School of Computer Science and Technology, Soochow University, No. 1. Shizi Street, Suzhou 215006, China.
Department of Experimental Medical Science, BMC B13, Lund University, SE-22 184 Lund, Sweden.
Int J Mol Sci. 2018 Mar 28;19(4):1009. doi: 10.3390/ijms19041009.
Several methods have been developed to predict effects of amino acid substitutions on protein stability.

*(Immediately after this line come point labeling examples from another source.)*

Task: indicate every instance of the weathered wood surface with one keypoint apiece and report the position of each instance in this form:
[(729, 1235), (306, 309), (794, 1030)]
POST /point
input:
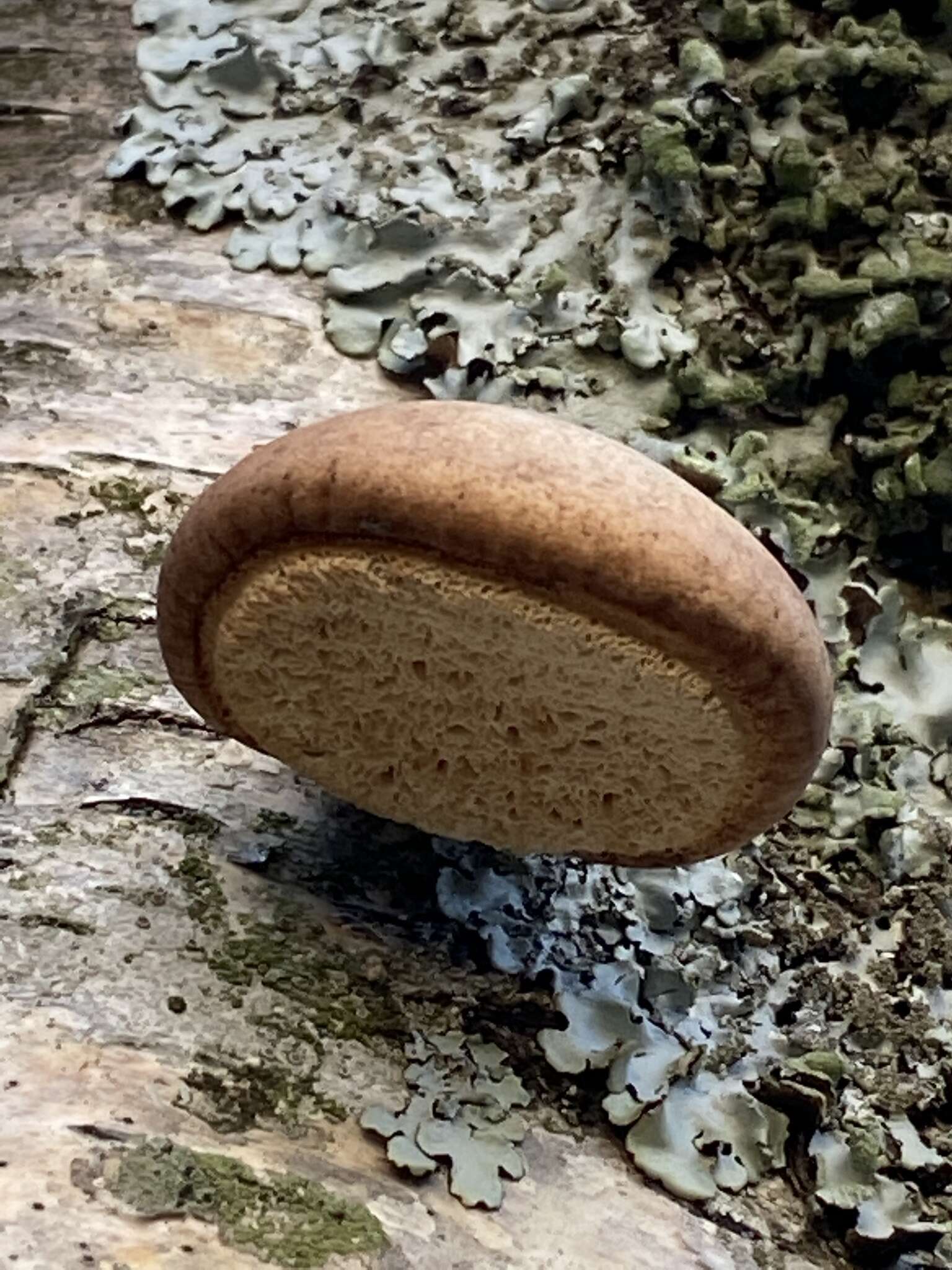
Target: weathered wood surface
[(136, 365)]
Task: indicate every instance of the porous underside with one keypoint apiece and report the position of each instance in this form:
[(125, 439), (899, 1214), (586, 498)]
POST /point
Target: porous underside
[(471, 706)]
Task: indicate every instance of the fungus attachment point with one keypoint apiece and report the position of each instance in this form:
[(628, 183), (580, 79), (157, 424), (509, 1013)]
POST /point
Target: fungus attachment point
[(496, 625)]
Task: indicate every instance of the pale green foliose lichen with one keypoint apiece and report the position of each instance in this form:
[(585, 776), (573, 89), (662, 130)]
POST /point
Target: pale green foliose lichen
[(282, 1220), (759, 226)]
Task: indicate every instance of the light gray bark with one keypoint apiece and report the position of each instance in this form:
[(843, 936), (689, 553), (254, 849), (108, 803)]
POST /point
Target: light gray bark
[(136, 366)]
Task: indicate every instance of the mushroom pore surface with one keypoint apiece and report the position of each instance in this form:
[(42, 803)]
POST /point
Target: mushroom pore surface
[(470, 705), (498, 625)]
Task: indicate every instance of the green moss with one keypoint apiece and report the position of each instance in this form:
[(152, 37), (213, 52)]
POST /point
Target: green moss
[(23, 882), (51, 835), (705, 389), (125, 495), (324, 985), (883, 319), (98, 683), (17, 575), (206, 898), (794, 167), (824, 285), (282, 1219), (701, 63), (667, 155)]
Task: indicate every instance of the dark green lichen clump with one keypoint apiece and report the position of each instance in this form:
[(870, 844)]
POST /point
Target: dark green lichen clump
[(819, 180), (282, 1219)]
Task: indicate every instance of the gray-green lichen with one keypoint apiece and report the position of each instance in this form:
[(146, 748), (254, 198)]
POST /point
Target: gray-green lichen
[(281, 1219), (460, 1110), (760, 221)]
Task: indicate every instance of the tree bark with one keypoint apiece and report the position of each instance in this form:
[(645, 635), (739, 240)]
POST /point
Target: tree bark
[(136, 366)]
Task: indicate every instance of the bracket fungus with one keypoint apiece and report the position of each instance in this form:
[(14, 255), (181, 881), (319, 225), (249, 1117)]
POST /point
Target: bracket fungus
[(499, 626)]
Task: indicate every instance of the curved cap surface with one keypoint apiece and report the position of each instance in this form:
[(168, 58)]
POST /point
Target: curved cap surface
[(499, 625)]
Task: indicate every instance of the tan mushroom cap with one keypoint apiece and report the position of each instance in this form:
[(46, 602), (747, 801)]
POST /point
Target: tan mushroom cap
[(500, 626)]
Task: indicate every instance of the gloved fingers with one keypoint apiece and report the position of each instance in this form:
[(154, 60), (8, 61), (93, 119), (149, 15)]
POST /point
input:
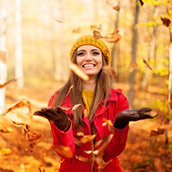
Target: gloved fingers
[(143, 110)]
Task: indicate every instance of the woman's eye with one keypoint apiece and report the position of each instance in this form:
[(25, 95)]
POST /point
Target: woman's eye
[(96, 53), (80, 54)]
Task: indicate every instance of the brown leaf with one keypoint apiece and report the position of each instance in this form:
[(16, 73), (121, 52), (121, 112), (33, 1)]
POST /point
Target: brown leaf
[(112, 37), (7, 82), (87, 138), (110, 72), (145, 62), (78, 71), (5, 151), (97, 34), (77, 30), (21, 103), (157, 132), (34, 136), (165, 21), (6, 130), (3, 56), (69, 90), (141, 2), (117, 8), (63, 151)]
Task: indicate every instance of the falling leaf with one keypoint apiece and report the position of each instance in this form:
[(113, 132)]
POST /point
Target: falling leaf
[(157, 132), (5, 151), (110, 72), (3, 56), (34, 136), (133, 66), (59, 21), (77, 30), (165, 21), (63, 151), (171, 100), (7, 82), (87, 138), (141, 2), (80, 134), (98, 27), (6, 130), (76, 107), (112, 37), (117, 8), (145, 62), (81, 158), (78, 71), (97, 34), (65, 108), (21, 103), (69, 90)]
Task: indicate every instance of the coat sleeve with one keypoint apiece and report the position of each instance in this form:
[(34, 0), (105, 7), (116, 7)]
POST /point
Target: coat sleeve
[(118, 141), (61, 137)]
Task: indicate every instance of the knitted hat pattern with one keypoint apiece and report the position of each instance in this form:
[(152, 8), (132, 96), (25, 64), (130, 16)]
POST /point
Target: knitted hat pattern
[(90, 40)]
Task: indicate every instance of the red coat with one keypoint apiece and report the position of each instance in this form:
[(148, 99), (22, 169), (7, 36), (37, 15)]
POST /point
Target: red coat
[(116, 103)]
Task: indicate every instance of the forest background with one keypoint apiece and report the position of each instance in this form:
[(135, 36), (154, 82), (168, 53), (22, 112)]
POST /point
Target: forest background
[(35, 41)]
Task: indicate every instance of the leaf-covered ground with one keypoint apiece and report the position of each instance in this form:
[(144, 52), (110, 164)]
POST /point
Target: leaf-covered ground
[(29, 140)]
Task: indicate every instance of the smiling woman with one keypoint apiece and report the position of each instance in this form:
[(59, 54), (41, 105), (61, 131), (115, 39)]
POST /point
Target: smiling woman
[(89, 119)]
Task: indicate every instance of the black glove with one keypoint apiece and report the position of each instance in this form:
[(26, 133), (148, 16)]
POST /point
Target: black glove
[(124, 117), (58, 116)]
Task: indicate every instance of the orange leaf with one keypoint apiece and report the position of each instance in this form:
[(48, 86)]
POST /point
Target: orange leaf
[(145, 62), (5, 151), (34, 136), (3, 56), (78, 71), (165, 21), (97, 34), (77, 30), (110, 72), (7, 82), (112, 37), (157, 132), (63, 151), (69, 90), (117, 8), (19, 104), (141, 2), (6, 130)]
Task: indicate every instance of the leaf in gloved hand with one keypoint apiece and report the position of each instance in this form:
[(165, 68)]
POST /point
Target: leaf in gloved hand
[(63, 151)]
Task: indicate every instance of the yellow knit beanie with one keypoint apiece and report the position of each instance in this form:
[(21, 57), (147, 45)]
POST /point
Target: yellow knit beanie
[(90, 40)]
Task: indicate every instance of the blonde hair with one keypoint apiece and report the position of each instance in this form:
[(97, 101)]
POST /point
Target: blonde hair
[(102, 91)]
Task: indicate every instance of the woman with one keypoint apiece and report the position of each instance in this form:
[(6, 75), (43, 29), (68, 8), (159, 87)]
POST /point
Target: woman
[(100, 105)]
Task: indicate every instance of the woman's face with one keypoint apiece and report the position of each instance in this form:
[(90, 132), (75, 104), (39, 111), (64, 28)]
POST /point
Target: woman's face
[(89, 59)]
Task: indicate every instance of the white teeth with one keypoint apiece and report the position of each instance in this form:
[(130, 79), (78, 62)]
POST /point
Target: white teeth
[(88, 66)]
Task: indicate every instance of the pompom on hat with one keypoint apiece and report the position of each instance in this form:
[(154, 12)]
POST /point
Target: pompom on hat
[(90, 40)]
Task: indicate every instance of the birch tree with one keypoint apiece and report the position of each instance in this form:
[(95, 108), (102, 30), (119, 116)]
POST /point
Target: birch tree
[(18, 46), (3, 54)]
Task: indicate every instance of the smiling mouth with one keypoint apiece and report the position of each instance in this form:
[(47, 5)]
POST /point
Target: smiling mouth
[(88, 66)]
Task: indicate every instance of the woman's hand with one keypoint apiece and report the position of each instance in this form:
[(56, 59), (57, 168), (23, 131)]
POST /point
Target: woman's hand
[(124, 117), (57, 115)]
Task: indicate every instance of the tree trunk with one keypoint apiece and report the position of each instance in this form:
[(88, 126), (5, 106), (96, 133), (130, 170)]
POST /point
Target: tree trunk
[(3, 54), (18, 47), (133, 59), (170, 84)]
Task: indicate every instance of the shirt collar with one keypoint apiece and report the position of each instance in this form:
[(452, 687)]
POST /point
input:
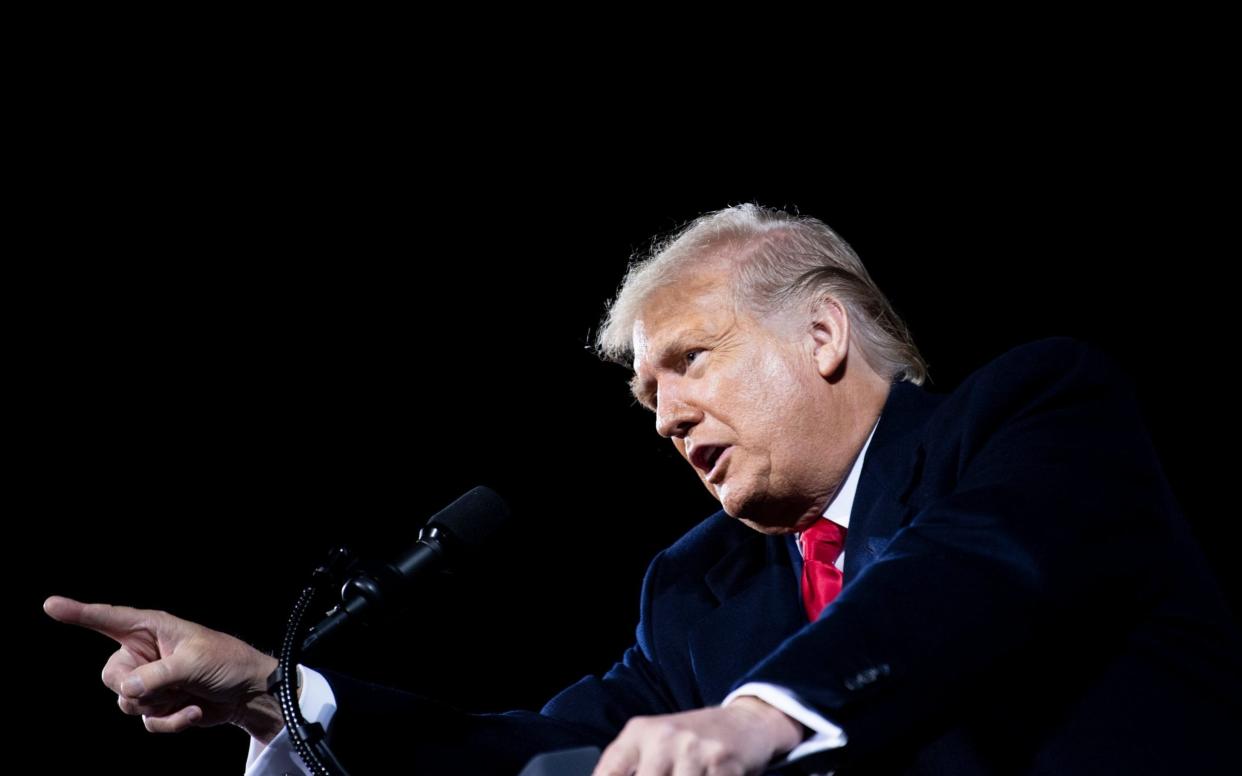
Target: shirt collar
[(842, 500)]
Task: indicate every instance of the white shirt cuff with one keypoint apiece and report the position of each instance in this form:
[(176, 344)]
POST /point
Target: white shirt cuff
[(318, 704), (826, 734)]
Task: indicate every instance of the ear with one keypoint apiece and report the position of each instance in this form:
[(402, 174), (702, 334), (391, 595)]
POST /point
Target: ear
[(830, 335)]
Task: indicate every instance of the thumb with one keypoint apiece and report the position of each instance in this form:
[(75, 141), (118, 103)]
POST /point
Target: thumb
[(157, 676)]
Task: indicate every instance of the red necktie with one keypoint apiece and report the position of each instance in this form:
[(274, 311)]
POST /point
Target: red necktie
[(821, 580)]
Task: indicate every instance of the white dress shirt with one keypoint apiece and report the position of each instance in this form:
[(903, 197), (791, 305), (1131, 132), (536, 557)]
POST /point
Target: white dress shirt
[(318, 702), (826, 734)]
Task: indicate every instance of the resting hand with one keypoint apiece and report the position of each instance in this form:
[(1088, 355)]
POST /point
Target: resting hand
[(739, 739), (175, 673)]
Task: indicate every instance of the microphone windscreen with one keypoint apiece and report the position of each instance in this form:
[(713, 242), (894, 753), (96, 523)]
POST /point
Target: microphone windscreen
[(472, 518)]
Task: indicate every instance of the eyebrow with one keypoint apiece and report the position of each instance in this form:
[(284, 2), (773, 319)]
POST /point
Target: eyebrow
[(679, 343)]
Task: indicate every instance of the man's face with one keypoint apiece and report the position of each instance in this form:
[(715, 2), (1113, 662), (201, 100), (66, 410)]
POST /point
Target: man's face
[(743, 404)]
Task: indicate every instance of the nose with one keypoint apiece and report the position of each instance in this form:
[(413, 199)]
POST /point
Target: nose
[(675, 417)]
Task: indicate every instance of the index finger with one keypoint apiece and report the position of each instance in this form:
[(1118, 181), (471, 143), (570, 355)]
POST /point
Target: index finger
[(112, 621)]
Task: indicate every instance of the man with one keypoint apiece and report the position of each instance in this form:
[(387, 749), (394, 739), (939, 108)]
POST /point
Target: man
[(1010, 587)]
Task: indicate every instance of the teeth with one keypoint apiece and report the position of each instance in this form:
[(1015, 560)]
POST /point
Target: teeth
[(711, 460)]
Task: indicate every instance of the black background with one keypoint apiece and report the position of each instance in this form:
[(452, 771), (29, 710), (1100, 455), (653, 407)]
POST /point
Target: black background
[(237, 347)]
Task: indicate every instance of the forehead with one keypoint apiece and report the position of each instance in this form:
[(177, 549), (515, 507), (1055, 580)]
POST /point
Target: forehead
[(694, 307)]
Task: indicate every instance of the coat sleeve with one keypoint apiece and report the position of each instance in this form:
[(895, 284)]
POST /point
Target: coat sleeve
[(376, 726), (1032, 546)]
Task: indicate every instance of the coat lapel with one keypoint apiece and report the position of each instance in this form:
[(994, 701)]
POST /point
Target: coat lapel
[(756, 584), (889, 474), (759, 609)]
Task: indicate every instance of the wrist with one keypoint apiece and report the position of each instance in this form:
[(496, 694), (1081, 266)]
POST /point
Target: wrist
[(783, 730), (260, 714)]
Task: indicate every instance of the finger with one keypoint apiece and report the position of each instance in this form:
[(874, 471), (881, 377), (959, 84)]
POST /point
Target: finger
[(112, 621), (121, 664), (154, 677), (135, 708), (620, 759), (175, 721)]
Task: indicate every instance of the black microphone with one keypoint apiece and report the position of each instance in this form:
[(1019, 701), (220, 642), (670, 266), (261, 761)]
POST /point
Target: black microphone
[(450, 535)]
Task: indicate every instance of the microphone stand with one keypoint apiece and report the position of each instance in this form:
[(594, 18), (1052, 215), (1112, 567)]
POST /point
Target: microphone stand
[(308, 738)]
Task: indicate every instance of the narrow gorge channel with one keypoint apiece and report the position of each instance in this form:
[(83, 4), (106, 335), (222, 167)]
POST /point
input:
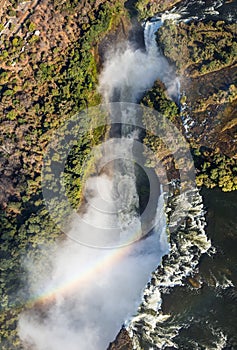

Benchmark datasets are essential for method training and testing and have numerous requirements including that the data is representative for the investigated phenomenon. Available machine learning algorithms for variant stability have all been trained with ProTherm data. We noticed a number of issues with the contents, quality and relevance of the database. There were errors, but also features that had not been clearly communicated. Consequently, all machine learning variant stability predictors have been trained on biased and incorrect data. We obtained a corrected dataset and trained a random forests-based tool, PON-tstab, applicable to variants in any organism. Our results highlight the importance of the benchmark quality, suitability and appropriateness. Predictions are provided for three categories: stability decreasing, increasing and those not affecting stability.
已经开发了几种方法来预测氨基酸取代对蛋白质稳定性的影响。基准数据集对于方法的训练和测试至关重要,并且具有许多要求,包括数据对于所研究现象具有代表性。可用于变体稳定性的机器学习算法均已使用 ProTherm 数据进行了训练。我们注意到数据库的内容、质量和相关性存在一些问题。存在错误,但也有一些特征没有明确传达。因此,所有机器学习变体稳定性预测器都是基于有偏差和不正确的数据进行训练的。我们获得了一个经过修正的数据集,并训练了一个基于随机森林的工具 PON-tstab,适用于任何生物体中的变体。我们的结果强调了基准质量、适用性和适当性的重要性。我们提供了三个类别(稳定性降低、稳定性增加和不影响稳定性)的预测。